3. This Agreement shall enter into force ninety (90) days after the date of receipt of the latter Diplomatic Note by the Parties which notify each other of the completion of its internal legal procedures necessary to that effect.

4. This Agreement may be amended by mutual consent of the Parties and the agreed modification shall enter into force in accordance with the procedures set out in paragraph 3 of this article.

5. At any time, either Party may terminate this Agreement by written notification to the other party.
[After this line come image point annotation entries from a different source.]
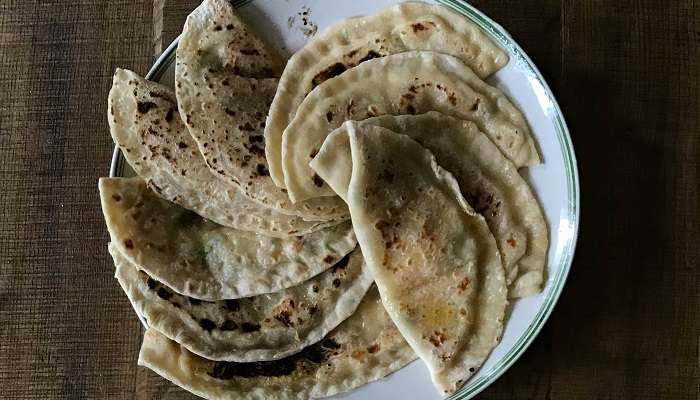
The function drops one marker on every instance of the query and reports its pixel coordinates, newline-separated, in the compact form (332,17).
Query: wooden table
(626,74)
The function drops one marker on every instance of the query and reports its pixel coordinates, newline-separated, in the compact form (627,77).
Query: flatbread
(433,258)
(258,328)
(364,348)
(145,124)
(413,82)
(224,106)
(490,183)
(200,259)
(346,44)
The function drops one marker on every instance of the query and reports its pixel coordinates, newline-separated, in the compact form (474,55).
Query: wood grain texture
(66,329)
(626,76)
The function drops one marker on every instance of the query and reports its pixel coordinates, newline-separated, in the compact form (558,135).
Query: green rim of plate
(568,235)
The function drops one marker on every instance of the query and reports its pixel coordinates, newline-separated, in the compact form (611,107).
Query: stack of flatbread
(237,241)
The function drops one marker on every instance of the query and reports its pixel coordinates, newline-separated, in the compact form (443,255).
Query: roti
(225,81)
(258,328)
(352,41)
(413,82)
(201,259)
(364,348)
(144,122)
(434,260)
(488,181)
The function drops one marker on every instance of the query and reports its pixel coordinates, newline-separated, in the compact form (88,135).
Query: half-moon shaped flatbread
(490,183)
(258,328)
(413,82)
(434,260)
(346,44)
(225,108)
(364,348)
(200,259)
(145,124)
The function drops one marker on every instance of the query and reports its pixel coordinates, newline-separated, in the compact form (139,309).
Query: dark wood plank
(67,330)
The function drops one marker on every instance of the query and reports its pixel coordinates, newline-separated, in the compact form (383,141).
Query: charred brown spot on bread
(328,73)
(437,338)
(164,293)
(248,327)
(341,265)
(207,324)
(229,325)
(475,106)
(262,170)
(250,52)
(256,139)
(417,27)
(285,317)
(194,302)
(317,180)
(370,55)
(232,305)
(463,284)
(307,360)
(145,106)
(246,127)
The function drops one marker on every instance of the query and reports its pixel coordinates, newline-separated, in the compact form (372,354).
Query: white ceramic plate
(555,182)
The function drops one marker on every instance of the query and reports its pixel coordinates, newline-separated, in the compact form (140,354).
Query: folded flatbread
(434,260)
(200,259)
(258,328)
(490,183)
(145,124)
(413,82)
(346,44)
(364,348)
(224,105)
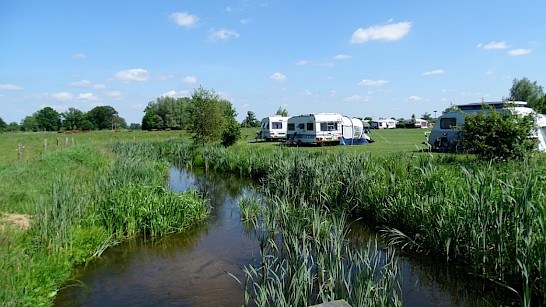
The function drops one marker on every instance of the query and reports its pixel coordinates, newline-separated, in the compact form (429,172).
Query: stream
(191,269)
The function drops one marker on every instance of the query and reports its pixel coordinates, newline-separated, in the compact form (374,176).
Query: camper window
(448,122)
(277,125)
(328,126)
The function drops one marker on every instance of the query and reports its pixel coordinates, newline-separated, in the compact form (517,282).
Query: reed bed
(489,216)
(306,258)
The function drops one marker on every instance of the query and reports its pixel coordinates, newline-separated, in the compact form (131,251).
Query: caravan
(353,132)
(319,128)
(447,127)
(273,128)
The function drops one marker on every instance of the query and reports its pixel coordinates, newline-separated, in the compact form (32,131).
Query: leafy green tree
(250,121)
(29,123)
(531,92)
(104,117)
(496,135)
(282,111)
(72,119)
(210,118)
(48,119)
(3,125)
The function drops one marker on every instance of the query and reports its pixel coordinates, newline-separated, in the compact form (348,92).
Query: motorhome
(448,126)
(353,132)
(273,128)
(319,128)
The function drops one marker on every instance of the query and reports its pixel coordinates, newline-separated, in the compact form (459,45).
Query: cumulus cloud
(130,75)
(278,77)
(10,87)
(342,57)
(222,34)
(63,96)
(414,98)
(389,32)
(518,52)
(494,45)
(434,72)
(183,19)
(367,82)
(190,80)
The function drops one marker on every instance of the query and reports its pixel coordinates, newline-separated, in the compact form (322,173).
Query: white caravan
(353,132)
(446,128)
(273,128)
(319,128)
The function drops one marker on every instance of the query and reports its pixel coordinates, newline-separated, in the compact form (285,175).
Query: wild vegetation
(63,206)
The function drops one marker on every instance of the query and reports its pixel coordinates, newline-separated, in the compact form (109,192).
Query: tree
(72,119)
(250,121)
(494,135)
(3,125)
(530,92)
(48,119)
(210,118)
(104,117)
(281,111)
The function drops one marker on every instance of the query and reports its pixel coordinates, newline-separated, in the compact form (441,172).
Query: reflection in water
(190,269)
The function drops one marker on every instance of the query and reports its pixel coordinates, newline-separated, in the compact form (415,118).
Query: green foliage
(530,92)
(496,135)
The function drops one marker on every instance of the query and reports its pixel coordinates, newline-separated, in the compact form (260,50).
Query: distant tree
(103,117)
(531,92)
(497,135)
(48,119)
(210,119)
(3,125)
(250,121)
(72,119)
(282,111)
(13,127)
(29,123)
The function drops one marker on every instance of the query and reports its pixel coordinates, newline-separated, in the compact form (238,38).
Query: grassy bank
(490,216)
(62,205)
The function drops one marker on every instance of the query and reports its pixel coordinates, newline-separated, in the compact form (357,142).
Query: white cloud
(434,72)
(63,96)
(356,98)
(130,75)
(390,32)
(87,96)
(190,80)
(184,19)
(81,83)
(414,98)
(303,62)
(494,45)
(342,57)
(518,52)
(278,77)
(367,82)
(10,87)
(222,34)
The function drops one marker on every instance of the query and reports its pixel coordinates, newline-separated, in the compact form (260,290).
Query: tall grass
(306,259)
(490,216)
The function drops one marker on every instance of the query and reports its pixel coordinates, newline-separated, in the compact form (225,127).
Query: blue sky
(358,58)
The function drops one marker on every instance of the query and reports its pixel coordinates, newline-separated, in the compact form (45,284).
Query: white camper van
(353,132)
(447,126)
(319,128)
(273,128)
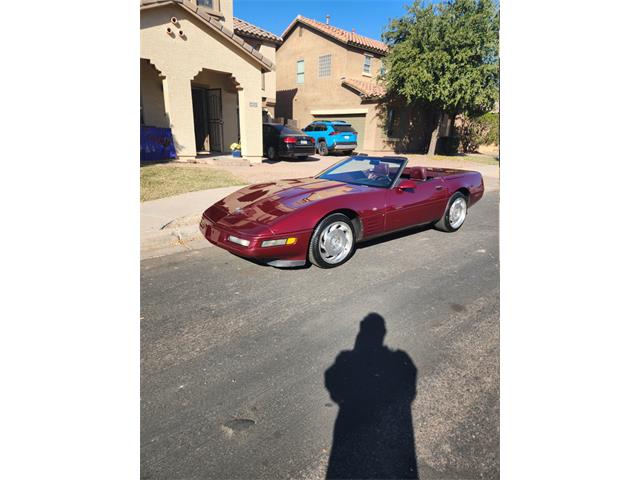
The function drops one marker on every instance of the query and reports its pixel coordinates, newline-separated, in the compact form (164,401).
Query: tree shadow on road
(374,387)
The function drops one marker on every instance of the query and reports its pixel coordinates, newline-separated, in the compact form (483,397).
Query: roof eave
(214,24)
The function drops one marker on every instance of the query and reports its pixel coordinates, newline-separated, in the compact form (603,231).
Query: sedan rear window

The termination shall take effect on a date or the parties agree, if the parties are unable to reach agreement, three hundred and sixty five (365 days) after the date when the notice of termination is re-delivered through diplomatic channels.

Conclusion

In WITNESS WHEREOF, the undersigned, being duly authorised by their respective Governments, have signed this Agreement.

Done at Mexico City on 26 May two thousand and fifteen in duplicate in the English and Portuguese languages, both texts being equally authentic.

For the Federative Republic of Brazil

Name

Office

The United Mexican States

Name

Office

Attachments

The schedule below is an initial effort to an agenda for cooperation and facilitation of investment between the parties and may be extended and amended at any time by the Joint Committee.

a. Payments and transfers

i. The facilitation of remittances and foreign capital exchange between the parties.

b. Visas

i. Facilitation of the temporary entry and stay of managers, executives and skilled employees of economic operators, entities, firms and investors of the other party.

c. Technical and environmental regulations

i. The facilitation of the issuance of documents and certificates, licences relating to the investment of the other party.

d. Regulatory and institutional cooperation on exchange

i. Institutional cooperation for the exchange of experiences on the development and management of regulatory frameworks.